UM insurance is intended to provide the coverage that would have been provided by the tortfeasor's liability carrier, had the tortfeasor been insured. McIntosh, 488 N.W.2d at 479 (stating that victim “collects under her own policy the compensation that the liability carrier would have paid if the uninsured motorist had been insured”). Standing in the stead of that theoretical insurer, State Farm should not be deprived of the provisions that would apply to an actual insurer. The thresholds should apply to an action against the UM carrier.

Johnson argues that when an owner of a vehicle – i.e., Jenkins – has failed to obtain coverage for his vehicle, he should not be allowed to benefit from the No-Fault thresholds. This argument is supported by several writers in the area of no-fault benefits. See Michael K. Steenson, A Primer on Minnesota No-Fault Automobile Insurance, 7 Wm. Mitchell L. Rev. 313, 388 (1981) (stating that “quid pro quo for procuring the insurance required by the Act is the limited tort immunity granted by the tort thresholds. If the security has not been provided, the defendant is not entitled to that immunity”); Peter H. Berge and James R. Schwebel, The Practitioner's Guide to the Minnesota No-Fault Act § 8.3 (3d ed. 1988) (stating in a suit against such a driver no threshold need be shown). But the issues raised in this appeal do not include the issue whether a suit by Johnson against Jenkins himself would be subject to the No-Fault thresholds. Johnson seeks recovery from State Farm, not Jenkins. As Johnson's UM insurer, State Farm does not stand in Jenkins's shoes but in the shoes of Jenkins's absent liability insurer.

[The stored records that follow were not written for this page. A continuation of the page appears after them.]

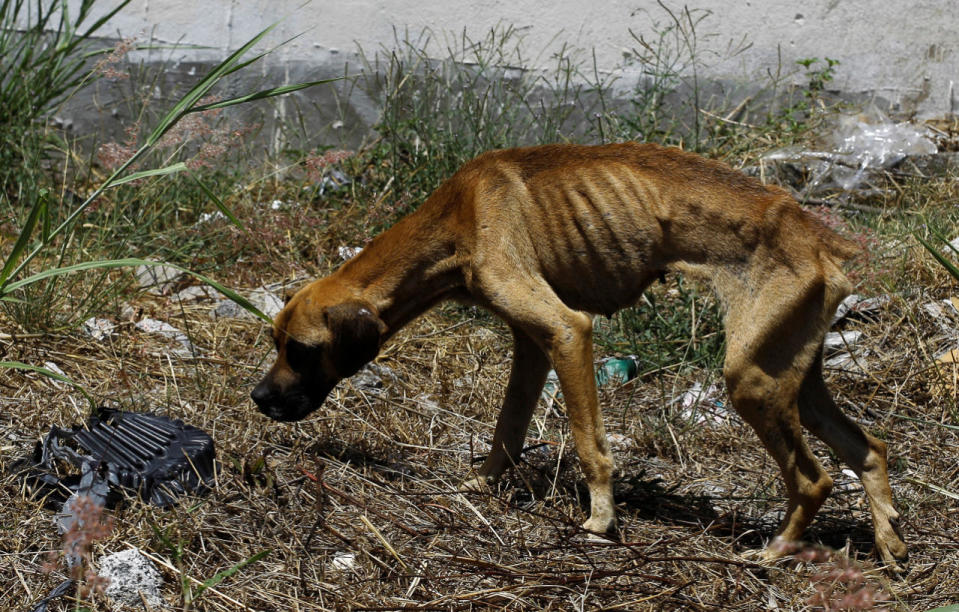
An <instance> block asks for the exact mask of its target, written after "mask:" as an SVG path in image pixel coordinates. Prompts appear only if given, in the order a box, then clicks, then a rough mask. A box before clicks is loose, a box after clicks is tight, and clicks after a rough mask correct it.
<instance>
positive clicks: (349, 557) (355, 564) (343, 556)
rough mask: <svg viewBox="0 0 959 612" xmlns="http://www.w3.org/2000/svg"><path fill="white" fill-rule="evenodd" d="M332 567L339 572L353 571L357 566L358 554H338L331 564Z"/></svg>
mask: <svg viewBox="0 0 959 612" xmlns="http://www.w3.org/2000/svg"><path fill="white" fill-rule="evenodd" d="M330 565H332V566H333V569H338V570H348V569H353V566H354V565H356V553H351V552H338V553H336V554H335V555H333V561H332V562H330Z"/></svg>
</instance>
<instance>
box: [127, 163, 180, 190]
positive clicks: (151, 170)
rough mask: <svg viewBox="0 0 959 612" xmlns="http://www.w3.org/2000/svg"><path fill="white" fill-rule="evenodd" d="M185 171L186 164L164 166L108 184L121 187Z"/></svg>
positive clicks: (133, 175)
mask: <svg viewBox="0 0 959 612" xmlns="http://www.w3.org/2000/svg"><path fill="white" fill-rule="evenodd" d="M184 170H186V163H184V162H178V163H175V164H173V165H172V166H164V167H163V168H154V169H153V170H140V171H139V172H134V173H132V174H128V175H126V176H125V177H123V178H120V179H117V180H115V181H113V182H111V183H110V187H116V186H117V185H123V184H124V183H132V182H133V181H137V180H140V179H142V178H148V177H151V176H162V175H164V174H176V173H177V172H183V171H184Z"/></svg>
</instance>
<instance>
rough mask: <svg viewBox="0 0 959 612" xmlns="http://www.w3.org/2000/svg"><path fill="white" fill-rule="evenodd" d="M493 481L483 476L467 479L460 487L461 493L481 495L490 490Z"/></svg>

Finally, we note that the jury awarded Johnson damages only for economic loss. Johnson is entitled, by statute and pursuant to her insurance contract with State Farm, to receive the damages awarded by the jury, reduced by any basic economic loss benefits that she has already received from State Farm. See Minn. Stat. § 65B.49, subd. 3a(4) (providing that plaintiff may not recover UM benefits for damages paid or payable from basic economic loss benefits).


The statutory No-Fault thresholds apply to Johnson's UM action for noneconomic loss; however, because the jury awarded damages for only economic loss, Johnson is entitled to those damages, reduced by any no-fault benefits that she has already received from State Farm.

Affirmed in part and reversed and remanded in part.


[1] UM coverage requires that the insured be “legally entitled to recover damages for bodily injury from owners or operators of uninsured motor vehicles.” Minn. Stat. §  65B.43, subd. 18 (1996). State Farm's policy conditioned UM coverage on a determination that the owner or driver of the uninsured motor vehicle “legally owe the insured damages.” Commentators have described this coverage as “tort based,” which “depend[s] upon the negligent conduct of a tortfeasor.” Theodore J. Smetak, et al., Minnesota Motor Vehicle Insurance Manual, 284 (2d ed. 1994).